Sejauh ini, BNPB menyatakan belum adanya laporan terkait jatuhnya korban jiwa.

“BPBD Kabupaten Blitar terus melakukan asesmen dan koordinasi dengan lintas instansi guna pendataan dampak yang ditimbulkan akibat gempa bumi tersebut,” imbuh Abdul Muhari.

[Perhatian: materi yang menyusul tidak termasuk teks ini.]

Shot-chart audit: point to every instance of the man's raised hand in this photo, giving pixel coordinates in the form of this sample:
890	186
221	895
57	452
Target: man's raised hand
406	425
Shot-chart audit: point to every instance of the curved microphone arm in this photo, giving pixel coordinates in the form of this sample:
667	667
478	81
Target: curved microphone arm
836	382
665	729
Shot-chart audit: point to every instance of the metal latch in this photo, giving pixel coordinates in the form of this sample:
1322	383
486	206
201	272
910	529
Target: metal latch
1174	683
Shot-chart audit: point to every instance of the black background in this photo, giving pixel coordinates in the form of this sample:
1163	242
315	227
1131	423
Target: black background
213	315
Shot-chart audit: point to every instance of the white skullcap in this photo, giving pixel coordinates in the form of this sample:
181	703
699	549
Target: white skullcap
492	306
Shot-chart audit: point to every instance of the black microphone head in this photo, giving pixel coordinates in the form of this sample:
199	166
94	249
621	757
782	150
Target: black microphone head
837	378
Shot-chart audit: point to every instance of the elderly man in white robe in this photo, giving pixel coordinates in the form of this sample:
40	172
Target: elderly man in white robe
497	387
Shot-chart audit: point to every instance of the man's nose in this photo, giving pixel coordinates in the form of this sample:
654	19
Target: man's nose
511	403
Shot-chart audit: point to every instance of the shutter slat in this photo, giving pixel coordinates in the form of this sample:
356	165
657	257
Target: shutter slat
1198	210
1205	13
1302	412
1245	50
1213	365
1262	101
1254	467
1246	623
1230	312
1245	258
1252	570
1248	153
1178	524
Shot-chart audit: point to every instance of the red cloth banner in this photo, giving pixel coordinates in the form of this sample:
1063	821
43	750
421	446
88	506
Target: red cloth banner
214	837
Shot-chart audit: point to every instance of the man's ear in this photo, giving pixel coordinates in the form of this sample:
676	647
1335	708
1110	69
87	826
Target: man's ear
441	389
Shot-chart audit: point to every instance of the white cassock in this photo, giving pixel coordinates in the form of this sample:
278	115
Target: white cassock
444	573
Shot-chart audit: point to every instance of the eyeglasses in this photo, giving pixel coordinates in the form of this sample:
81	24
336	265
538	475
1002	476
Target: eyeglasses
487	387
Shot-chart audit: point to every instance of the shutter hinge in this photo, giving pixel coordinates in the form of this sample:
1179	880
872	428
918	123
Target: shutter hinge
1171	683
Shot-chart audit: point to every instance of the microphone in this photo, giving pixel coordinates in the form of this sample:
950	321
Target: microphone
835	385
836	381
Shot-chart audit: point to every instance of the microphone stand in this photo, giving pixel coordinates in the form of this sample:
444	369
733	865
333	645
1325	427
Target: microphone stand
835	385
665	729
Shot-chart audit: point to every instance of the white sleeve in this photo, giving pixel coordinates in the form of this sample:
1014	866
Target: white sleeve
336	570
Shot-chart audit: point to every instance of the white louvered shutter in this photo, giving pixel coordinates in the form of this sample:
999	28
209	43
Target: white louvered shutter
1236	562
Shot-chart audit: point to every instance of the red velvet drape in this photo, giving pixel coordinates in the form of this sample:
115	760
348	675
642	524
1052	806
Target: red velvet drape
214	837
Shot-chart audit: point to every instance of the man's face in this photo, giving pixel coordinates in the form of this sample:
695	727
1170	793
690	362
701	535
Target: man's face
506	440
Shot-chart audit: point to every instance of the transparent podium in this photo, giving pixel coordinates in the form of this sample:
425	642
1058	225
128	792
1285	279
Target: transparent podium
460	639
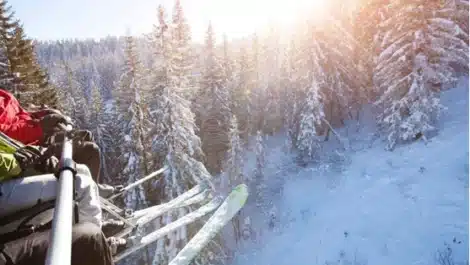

Badan Meteorologi Klimatologi dan Geofisika (BMKG) dalam keterangan resminya menyebut bahwa guncangan berkekuatan M 5,3 yang kemudian dimutakhirkan menjadi M 5,1 di Kabupaten Malang itu merupakan jenis gempa bumi menengah akibat aktivitas subduksi lempeng Indo-Australia terhadap lempeng Eurasia. Hasil analisis mekanisme sumber menunjukkan bahwa kejadian itu memiliki mekanisme pergerakan naik (thrust fault).

Menurut BMKG, guncangan ini juga dirasakan di daerah Ponorogo, Malang, Pasuruan, Nganjuk, Mojokerto, Pacitan, Lumajang, Jember dan Trenggalek. Hingga hari Jumat, 22 Oktober 2021 pukul 09:43 WIB, hasil monitoring BMKG belum menunjukkan adanya aktivitas gempa bumi susulan (aftershock).

“Masyarakat diimbau agar tetap tenang dan tidak terpengaruh oleh isu yang tidak dapat dipertanggungjawabkan kebenarannya. Di samping itu, masyarakat diminta agar menghindari dari bangunan yang retak atau rusak diakibatkan oleh gempabumi dan selalu memastikan bangunan tempat tinggal cukup tahan gempa,” pungkasnya.